Ich schrieb ihm von meinem Vorhaben und bat ihn darum. Seine Zusage vom 26. September 1985 befindet sich noch heute als wohlgehüteter Schatz in meinen Unterlagen und beginnt: „[…] ich trau’ mich nicht zu sagen ‚Ich bin glücklich‘, aber ich freue mich s e h r, dass die Chance besteht, Piero Rismondo zu Buch zu bringen […]“ Und endet: „Hoffentlich haben Sie Erfolg mit Ihren dankenswerten Bemühungen. Wenn ja, will ich – es wird mir eine Ehre sein – gern das Vorwort schreiben, das Sie mir vorschlagen […]“
In seinem Buch Nach wie vor Wörter hielt Weigel in der Einleitung einen scherzhaften Ausspruch fest: „Die Autorin-Komponistin-Sängerin-Pianistin [und Freundin des Ehepaares Elfriede Ott/Hans Weigel] Lore Krainer hat in einer Conférence neulich gesagt: ,Jetzt hab ich mir wieder ein schönes Buch gekauft, ein schweres Buch, aber schön: die Bibel. Sehr schön, trotzdem war ich ein bisserl enttäuscht: Weder am Anfang noch am Schluß ein Vorwort von Hans Weigel!‘“3 Denn dieser war bekannt für seine vielen Vor- und Nachworte. Ironisch bezeichnete er sie als äußeres Zeichen des Älterwerdens, betonte aber: „Angeboten hab’ ich mich, bitte, nie. Immer wurde ich gefragt beziehungsweise [so wie von mir] gebeten.“4
Der Böhlau Verlag hatte für mein Buch 1986 schon eine Förderzusage der Stadt Wien und ich – Monate nach Weigels Vorwort-Zusage – zwei prall gefüllte Ordner mit eingeklebten Kopien von über sechshundert Zeitungsausschnitten sowie die Niederschrift des sechzigseitigen Werkstattgespräches, das ich an mehreren Samstagnachmittagen mit meinem unvergleichlichen Lehrmeister geführt hatte. Ich durfte Hans Weigel die Ordner in die Barmhartstalstraße 55 nach Maria Enzersdorf bringen. Weigel nahm das Manuskript an der Haustüre erfreut entgegen und versprach, sich in Kürze zu melden. Schon nach wenigen Tagen erhielt ich einen Brief von ihm, einen Einzeiler: „[…] anbei mein Vorwort. Hoffentlich ist’s recht. Das Manuskript folgt demnächst.
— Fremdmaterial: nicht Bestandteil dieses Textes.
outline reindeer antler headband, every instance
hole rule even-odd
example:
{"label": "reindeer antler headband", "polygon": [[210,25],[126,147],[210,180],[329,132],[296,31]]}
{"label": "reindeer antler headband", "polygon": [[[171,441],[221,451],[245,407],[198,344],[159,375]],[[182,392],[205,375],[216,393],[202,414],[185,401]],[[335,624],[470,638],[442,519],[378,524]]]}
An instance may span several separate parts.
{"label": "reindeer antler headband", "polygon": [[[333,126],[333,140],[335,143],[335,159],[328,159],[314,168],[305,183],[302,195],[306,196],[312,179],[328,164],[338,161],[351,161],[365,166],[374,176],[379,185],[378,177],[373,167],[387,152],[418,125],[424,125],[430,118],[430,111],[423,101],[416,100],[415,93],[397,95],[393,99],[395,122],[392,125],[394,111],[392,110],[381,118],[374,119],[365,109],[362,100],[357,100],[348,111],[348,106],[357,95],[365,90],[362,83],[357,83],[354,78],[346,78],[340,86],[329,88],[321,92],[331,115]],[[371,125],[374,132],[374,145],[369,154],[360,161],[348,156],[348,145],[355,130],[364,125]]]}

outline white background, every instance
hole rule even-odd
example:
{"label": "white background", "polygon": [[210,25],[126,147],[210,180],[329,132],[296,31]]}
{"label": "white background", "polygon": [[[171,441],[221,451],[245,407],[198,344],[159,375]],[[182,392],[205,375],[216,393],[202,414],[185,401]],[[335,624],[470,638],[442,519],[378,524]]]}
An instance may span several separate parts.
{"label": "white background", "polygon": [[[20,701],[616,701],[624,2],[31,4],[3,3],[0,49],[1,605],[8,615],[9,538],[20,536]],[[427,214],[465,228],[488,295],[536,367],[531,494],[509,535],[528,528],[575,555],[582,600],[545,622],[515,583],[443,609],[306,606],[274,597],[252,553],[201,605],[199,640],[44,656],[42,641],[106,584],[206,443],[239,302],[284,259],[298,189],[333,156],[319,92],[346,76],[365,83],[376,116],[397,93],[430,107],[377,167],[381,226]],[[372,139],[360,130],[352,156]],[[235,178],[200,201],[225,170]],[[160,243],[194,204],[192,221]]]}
Herzliche Grüße […]“
Das, was Weigel im Vorwort über Rismondo schrieb, trifft auf ihn selbst zu: „Was er gesagt und geschrieben hat, ist von grossem spezifischen Gewicht, vorbildlich, das darf man mit gutem Gewissen sagen.“ Denn er schätzte Piero Rismondo, der 1979 von Bürgermeister Helmut Zilk mit dem Goldenen Ehrenzeichen für Verdienste um das Land Wien ausgezeichnet wurde und 1987 von Unterrichtsministerin Hilde Hawlicek den Österreichischen Staatspreis für literarische Übersetzungen (vor allem von Italo Svevo und Alberto Moravia) erhielt. Die Laudatio dazu hielt – „aus voller Überzeugung“, wie er in seinem Abendbuch vermerkte – Hans Weigel. Denn „Laudator und Vorwortler [waren] mein Altersbrot“5, wie er ebenfalls darin festhielt.
Stolz war, nein bin ich auch heute noch auf dieses Vorwort. Dass der Vielbeschäftigte sich sogar wirklich mit dem Manuskript beschäftigt hatte, zeigten mir zwei Namensausbesserungen, die er auf den Seiten 11 und 41 anmerkte.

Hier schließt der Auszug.